The field of companies offering armed scout helicopters to the U.S. Army and other militaries has grown with the addition of MD Helicopters, which is proposing the MD 540F, an upgrade of its MD 530F light helicopter, equipped with a weapons management system from Israel’s Elbit Systems. The offering is based on the same airframe MD Helicopters supplies to Boeing for the AH-6i, which is also a competitor for the Army’s armed aerial scout (AAS) program.
Mesa, Ariz.-based MD Helicopters, the former commercial helicopter business of McDonnell Douglas, introduced the MD 540F during the Army Aviation Association of America (AAAA) conference this week in Nashville. CEO Lynn Tilton said it is the company’s first AAAA appearance and the first new aircraft launch since her private equity firm, Patriarch Partners, acquired MD Helicopters in 2005.
MD Helicopters and Elbit teamed on the MD 540F flight display and weapons systems just three months ago, Tilton said. The aircraft flew a month later with a new six-blade rotor, and integration of Elbit’s weapons management system is under way. “Yes, it does fly. It is not a model, it is not a mockup, and we hope that certification will be done in the first quarter of 2013,” Tilton said.

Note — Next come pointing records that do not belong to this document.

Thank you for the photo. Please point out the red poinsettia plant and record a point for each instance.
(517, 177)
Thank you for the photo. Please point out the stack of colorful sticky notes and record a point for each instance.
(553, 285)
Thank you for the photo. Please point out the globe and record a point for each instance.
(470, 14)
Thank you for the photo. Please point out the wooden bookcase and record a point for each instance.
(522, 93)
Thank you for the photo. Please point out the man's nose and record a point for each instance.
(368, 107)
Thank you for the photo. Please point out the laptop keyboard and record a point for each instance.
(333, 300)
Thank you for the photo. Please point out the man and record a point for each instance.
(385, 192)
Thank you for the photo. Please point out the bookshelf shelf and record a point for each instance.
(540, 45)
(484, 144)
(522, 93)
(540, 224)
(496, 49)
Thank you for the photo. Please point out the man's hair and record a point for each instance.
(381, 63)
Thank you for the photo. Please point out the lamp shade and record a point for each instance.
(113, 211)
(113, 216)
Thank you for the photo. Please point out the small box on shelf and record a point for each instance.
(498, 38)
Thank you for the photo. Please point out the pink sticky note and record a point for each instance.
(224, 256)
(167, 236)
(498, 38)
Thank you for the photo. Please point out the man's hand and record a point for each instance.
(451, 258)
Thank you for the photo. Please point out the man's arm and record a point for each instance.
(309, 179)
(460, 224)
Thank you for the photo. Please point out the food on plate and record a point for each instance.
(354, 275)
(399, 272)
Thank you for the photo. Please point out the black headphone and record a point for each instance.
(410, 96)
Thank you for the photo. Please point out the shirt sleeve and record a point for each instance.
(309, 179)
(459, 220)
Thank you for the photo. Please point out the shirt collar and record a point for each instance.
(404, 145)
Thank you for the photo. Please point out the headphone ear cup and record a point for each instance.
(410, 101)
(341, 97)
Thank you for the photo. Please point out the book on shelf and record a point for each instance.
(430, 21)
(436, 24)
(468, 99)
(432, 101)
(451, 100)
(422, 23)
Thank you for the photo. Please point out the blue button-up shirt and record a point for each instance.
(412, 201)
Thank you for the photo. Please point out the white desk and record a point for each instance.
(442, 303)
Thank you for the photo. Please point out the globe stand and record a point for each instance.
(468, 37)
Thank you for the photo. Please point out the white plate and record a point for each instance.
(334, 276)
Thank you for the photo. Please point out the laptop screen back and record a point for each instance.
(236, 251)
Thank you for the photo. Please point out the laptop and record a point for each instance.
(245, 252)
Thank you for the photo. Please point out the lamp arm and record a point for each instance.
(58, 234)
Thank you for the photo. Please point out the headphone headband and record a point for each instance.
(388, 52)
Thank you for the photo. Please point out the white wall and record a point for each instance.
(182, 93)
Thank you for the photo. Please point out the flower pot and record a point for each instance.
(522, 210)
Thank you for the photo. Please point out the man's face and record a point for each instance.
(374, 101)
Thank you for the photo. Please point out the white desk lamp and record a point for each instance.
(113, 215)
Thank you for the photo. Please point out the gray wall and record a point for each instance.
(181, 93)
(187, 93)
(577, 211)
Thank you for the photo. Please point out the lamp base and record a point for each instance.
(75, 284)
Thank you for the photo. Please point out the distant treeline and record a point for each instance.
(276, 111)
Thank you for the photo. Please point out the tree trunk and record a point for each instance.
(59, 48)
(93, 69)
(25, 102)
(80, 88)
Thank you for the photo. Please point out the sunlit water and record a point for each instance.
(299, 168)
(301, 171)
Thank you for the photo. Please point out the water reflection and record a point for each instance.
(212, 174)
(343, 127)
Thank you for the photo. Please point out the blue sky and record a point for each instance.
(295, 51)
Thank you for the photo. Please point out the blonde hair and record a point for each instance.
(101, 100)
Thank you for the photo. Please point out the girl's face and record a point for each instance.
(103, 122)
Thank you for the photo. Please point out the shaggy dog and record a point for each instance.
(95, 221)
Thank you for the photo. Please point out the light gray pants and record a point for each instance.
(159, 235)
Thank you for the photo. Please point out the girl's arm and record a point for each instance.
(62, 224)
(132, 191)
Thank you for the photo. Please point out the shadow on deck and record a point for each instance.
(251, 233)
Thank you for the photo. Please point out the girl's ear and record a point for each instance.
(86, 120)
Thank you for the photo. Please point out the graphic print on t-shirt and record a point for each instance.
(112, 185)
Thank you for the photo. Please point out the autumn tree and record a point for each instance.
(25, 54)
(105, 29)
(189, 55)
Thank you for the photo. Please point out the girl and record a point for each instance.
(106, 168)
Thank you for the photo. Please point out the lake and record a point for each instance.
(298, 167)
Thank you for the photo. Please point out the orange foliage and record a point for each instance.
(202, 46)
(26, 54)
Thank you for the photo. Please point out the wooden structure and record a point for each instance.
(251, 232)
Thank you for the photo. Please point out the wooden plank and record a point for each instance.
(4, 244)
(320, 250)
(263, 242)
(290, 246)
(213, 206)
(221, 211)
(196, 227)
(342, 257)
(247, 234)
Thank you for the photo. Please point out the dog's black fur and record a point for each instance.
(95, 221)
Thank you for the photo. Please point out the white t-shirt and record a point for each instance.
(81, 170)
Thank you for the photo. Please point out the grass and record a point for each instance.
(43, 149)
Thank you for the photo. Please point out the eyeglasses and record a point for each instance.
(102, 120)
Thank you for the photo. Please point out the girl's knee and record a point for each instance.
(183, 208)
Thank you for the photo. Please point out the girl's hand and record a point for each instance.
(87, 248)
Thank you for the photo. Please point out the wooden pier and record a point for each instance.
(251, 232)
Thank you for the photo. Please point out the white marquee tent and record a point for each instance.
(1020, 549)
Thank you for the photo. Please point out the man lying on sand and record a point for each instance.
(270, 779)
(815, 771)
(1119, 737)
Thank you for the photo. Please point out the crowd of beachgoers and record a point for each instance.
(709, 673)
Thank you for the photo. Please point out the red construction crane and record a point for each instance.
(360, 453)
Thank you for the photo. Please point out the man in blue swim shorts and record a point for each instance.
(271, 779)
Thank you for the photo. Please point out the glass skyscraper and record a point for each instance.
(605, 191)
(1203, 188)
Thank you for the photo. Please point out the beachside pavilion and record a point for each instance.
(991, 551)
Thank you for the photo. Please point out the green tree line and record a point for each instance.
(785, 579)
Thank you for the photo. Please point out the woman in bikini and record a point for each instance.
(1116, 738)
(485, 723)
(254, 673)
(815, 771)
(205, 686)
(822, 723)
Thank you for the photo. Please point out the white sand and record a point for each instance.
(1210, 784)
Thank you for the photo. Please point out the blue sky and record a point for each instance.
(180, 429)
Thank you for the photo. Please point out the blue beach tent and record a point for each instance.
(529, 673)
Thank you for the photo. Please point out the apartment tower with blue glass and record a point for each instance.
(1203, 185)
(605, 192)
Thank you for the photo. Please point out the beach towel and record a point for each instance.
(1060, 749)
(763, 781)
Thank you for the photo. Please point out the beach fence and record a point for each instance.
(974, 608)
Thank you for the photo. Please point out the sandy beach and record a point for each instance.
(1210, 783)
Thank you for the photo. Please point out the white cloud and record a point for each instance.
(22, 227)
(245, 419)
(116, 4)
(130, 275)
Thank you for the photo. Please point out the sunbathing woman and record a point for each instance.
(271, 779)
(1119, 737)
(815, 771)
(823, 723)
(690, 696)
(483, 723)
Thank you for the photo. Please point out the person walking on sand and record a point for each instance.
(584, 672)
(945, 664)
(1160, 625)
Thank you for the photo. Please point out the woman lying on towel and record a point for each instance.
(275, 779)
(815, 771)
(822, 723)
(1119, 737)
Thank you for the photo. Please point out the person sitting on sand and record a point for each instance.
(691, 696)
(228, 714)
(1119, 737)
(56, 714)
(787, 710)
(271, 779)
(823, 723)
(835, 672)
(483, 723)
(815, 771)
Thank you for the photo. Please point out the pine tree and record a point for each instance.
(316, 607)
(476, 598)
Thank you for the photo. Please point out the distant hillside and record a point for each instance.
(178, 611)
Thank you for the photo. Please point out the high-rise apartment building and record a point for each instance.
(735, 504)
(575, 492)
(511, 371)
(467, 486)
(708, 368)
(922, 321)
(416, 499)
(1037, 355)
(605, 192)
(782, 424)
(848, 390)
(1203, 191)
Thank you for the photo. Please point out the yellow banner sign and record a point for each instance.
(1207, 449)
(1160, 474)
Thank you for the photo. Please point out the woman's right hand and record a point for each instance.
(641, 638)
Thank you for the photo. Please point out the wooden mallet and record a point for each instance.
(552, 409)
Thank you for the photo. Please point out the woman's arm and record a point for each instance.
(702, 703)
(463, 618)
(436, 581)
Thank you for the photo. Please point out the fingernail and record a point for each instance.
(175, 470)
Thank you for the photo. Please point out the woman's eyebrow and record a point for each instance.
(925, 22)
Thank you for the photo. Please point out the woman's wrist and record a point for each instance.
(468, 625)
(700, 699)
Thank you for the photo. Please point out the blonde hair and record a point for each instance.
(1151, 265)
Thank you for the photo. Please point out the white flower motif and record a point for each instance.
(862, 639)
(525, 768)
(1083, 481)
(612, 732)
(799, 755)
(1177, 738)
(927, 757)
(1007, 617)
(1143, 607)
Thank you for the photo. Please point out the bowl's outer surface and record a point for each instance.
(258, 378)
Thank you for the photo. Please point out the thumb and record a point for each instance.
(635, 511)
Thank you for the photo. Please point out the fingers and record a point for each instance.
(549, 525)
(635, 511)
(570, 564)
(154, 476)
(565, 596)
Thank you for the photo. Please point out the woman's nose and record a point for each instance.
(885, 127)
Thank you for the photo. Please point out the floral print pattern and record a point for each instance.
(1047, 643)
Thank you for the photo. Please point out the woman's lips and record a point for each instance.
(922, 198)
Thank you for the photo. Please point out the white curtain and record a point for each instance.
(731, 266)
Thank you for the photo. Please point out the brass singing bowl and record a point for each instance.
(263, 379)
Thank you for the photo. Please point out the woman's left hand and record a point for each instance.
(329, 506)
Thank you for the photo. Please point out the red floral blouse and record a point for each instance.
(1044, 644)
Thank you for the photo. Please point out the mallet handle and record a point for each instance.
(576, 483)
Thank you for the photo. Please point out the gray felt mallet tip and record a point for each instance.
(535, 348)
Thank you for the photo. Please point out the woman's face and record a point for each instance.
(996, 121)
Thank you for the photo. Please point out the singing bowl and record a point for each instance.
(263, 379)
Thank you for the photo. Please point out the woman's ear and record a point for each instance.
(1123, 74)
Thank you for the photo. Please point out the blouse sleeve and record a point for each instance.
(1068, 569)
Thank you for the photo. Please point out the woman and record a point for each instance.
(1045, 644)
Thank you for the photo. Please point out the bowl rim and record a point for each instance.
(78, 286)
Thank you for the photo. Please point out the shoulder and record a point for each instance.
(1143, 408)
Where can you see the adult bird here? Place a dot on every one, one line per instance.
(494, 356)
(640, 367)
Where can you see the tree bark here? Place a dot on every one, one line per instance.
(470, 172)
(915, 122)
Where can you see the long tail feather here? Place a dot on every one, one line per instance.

The production MD 540F will feature the six-blade main rotor, compared to five blades for the 530F, upgraded Rolls-Royce 250-C30HU turboshaft with full authority digital engine control (Fadec), and heavier-duty skid landing gear to accommodate a nominal 4,000-pound max takeoff weight (900 pounds higher than the 530F’s). Elbit is providing dual multifunction displays in the cockpit and a helmet display and tracking system, enabling pilots to slew the aircraft’s targeting FLIR with laser designator. Armament could include Hydra 70-mm rockets, laser-guided rockets, Hellfire missiles, 7.62-mm minigun and 50-caliber machine gun.
MD Helicopters won a contract from the Army in March 2011 to provide six MD 530Fs initially, and potentially 48 more, to train the Afghan air force. That contract was “the inspiration for this aircraft,” Tilton said of the 540F. “We have long thought about bringing a more powerful scout helicopter to the market.”
In March 2011, MD Helicopters announced a “collaborative production agreement” with Boeing to produce the AH-6i, an export version of the highly modified AH-6M Little Bird flown by the Army’s Special Operations Command. The AH-6i (which also has a six-blade main rotor) and MD 540F are among several helicopters competing for the Army’s AAS program to replace the OH-58D Kiowa Warrior. Boeing is “not in our market niche, they’re up there in the market” with the AH-64D Apache, said Carl Schopfer, MD Helicopters COO. “For us to be successful is good for them. That’s what they’ve said.”